Zinc supplementation
Despite a large amount of zinc present in some tissues (maximum in prostate, followed by bones, liver, muscle, kidney and then by adrenals, brain, testes, spleen and lung) zinc exchange between them is limited and supply of zinc for tissue growth and repair is dependent on continuous external supply [3].
Zinc supplementation during nutritional rehabilitation of mild to moderate protein energy malnutrition (PEM) hastens the recovery and ensures adequate cell growth and improves cellular immunity [30]. An adequate zinc intake during rehabilitation from severe malnutrition is essential to match the demands of rapid growth [31].

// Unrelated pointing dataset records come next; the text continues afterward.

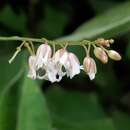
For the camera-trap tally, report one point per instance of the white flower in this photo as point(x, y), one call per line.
point(90, 67)
point(101, 55)
point(43, 54)
point(72, 66)
point(53, 72)
point(114, 55)
point(32, 67)
point(61, 56)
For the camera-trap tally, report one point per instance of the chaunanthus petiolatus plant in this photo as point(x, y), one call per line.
point(51, 64)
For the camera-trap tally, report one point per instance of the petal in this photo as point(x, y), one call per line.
point(72, 66)
point(32, 67)
point(90, 67)
point(43, 53)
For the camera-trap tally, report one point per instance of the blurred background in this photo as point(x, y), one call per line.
point(76, 104)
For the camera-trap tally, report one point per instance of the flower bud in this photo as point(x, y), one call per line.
point(43, 54)
point(101, 55)
point(61, 56)
point(103, 42)
point(90, 67)
point(114, 55)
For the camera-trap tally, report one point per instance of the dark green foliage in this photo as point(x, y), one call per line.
point(77, 104)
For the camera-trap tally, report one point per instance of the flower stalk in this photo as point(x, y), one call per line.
point(52, 65)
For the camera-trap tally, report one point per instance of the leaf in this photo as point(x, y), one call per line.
point(33, 113)
point(9, 91)
point(103, 4)
point(10, 73)
point(8, 107)
point(121, 120)
point(109, 24)
point(49, 26)
point(10, 19)
point(77, 111)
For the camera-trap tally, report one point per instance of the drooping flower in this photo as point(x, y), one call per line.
point(32, 67)
point(72, 66)
point(61, 56)
point(44, 52)
point(114, 55)
point(53, 72)
point(101, 55)
point(90, 67)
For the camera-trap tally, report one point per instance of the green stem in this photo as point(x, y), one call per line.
point(43, 40)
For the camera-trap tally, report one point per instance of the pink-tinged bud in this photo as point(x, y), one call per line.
point(114, 55)
point(90, 67)
point(101, 55)
point(61, 56)
point(32, 67)
point(72, 66)
point(44, 52)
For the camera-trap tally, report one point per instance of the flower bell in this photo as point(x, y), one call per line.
point(32, 67)
point(43, 53)
point(101, 55)
point(114, 55)
point(53, 72)
point(72, 66)
point(90, 67)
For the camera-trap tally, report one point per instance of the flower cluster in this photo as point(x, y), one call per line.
point(52, 66)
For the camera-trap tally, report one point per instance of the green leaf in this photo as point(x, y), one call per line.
point(109, 24)
point(10, 73)
point(10, 19)
point(33, 113)
point(121, 120)
point(8, 107)
point(77, 111)
point(49, 26)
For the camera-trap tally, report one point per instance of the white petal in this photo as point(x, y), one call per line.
point(32, 67)
point(43, 53)
point(91, 76)
point(72, 66)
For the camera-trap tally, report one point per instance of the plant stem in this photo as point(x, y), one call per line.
point(43, 40)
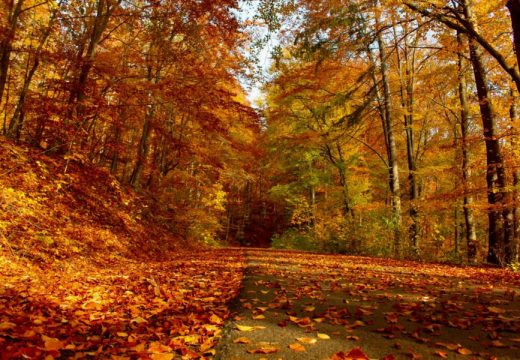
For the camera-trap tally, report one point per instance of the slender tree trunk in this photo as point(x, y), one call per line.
point(407, 75)
point(15, 125)
point(495, 173)
point(500, 215)
point(142, 150)
point(514, 9)
point(6, 42)
point(104, 11)
point(387, 118)
point(471, 235)
point(513, 113)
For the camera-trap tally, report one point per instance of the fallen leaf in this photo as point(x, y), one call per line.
point(354, 354)
point(215, 319)
point(442, 354)
point(297, 347)
point(6, 326)
point(52, 344)
point(245, 328)
point(496, 310)
point(263, 350)
point(162, 356)
point(307, 340)
point(464, 351)
point(242, 340)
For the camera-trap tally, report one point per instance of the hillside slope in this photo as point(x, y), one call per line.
point(52, 208)
point(88, 271)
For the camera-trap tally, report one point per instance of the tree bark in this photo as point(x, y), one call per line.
point(15, 125)
point(514, 10)
point(6, 42)
point(513, 113)
point(407, 80)
point(387, 118)
point(469, 221)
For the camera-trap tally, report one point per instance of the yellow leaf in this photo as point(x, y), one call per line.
point(307, 340)
point(138, 320)
point(214, 319)
point(464, 351)
point(6, 326)
point(297, 347)
point(263, 350)
point(162, 356)
point(51, 344)
point(245, 328)
point(242, 340)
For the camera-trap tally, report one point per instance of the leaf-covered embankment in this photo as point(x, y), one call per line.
point(89, 269)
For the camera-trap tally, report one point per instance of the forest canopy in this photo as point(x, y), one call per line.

It has a positive effect on plasma zinc level, weight gain and infant morbidity [32]. Topical paste and oral zinc heals skin ulcers in kwashiorkor. Cytotoxic effects and chromosomal damage observed in children suffering from PEM can be repaired in-vitro with zinc sulphate supplementation [33]. The use of zinc in the treatment of anorexia has been advocated since 1979 by Bakan. Atleast 15clinical trials have been shown to improve weight gain in anorexia. A 1994 trial showed that zinc doubled the rate of body mass increase in the treatment of anorexia nervosa [34]. A range of supplementation doses have been assessed, from 15mg-140mg/week, with the upper range exceeding the recommended daily intake for children of 2mg/day for children less than 1year of age and up to 7mg/day for children between 1-3 years [35]. In children below 2 years, it enhances linear growth and reduces the incidence of anaemia at the dose of 10-20 mg/day, [36-39] with the stunted children benefiting more the non-stunted children [38-40]. The beneficial effects of zinc supplementation have been most clearly demonstrated in South Asian children, when they were given at least 70mg of zinc per week [41]. Caution must be observed while selecting the dose, as high doses may cause increased mortality and morbidity [42,43].
Conclusion
Zinc is an essential nutrient for human health, and every human needs zinc to survive. Ensuring adequate levels of zinc intake is a key component in the effort to reduce child illness, enhance physical growth and decrease mortality in developing countries.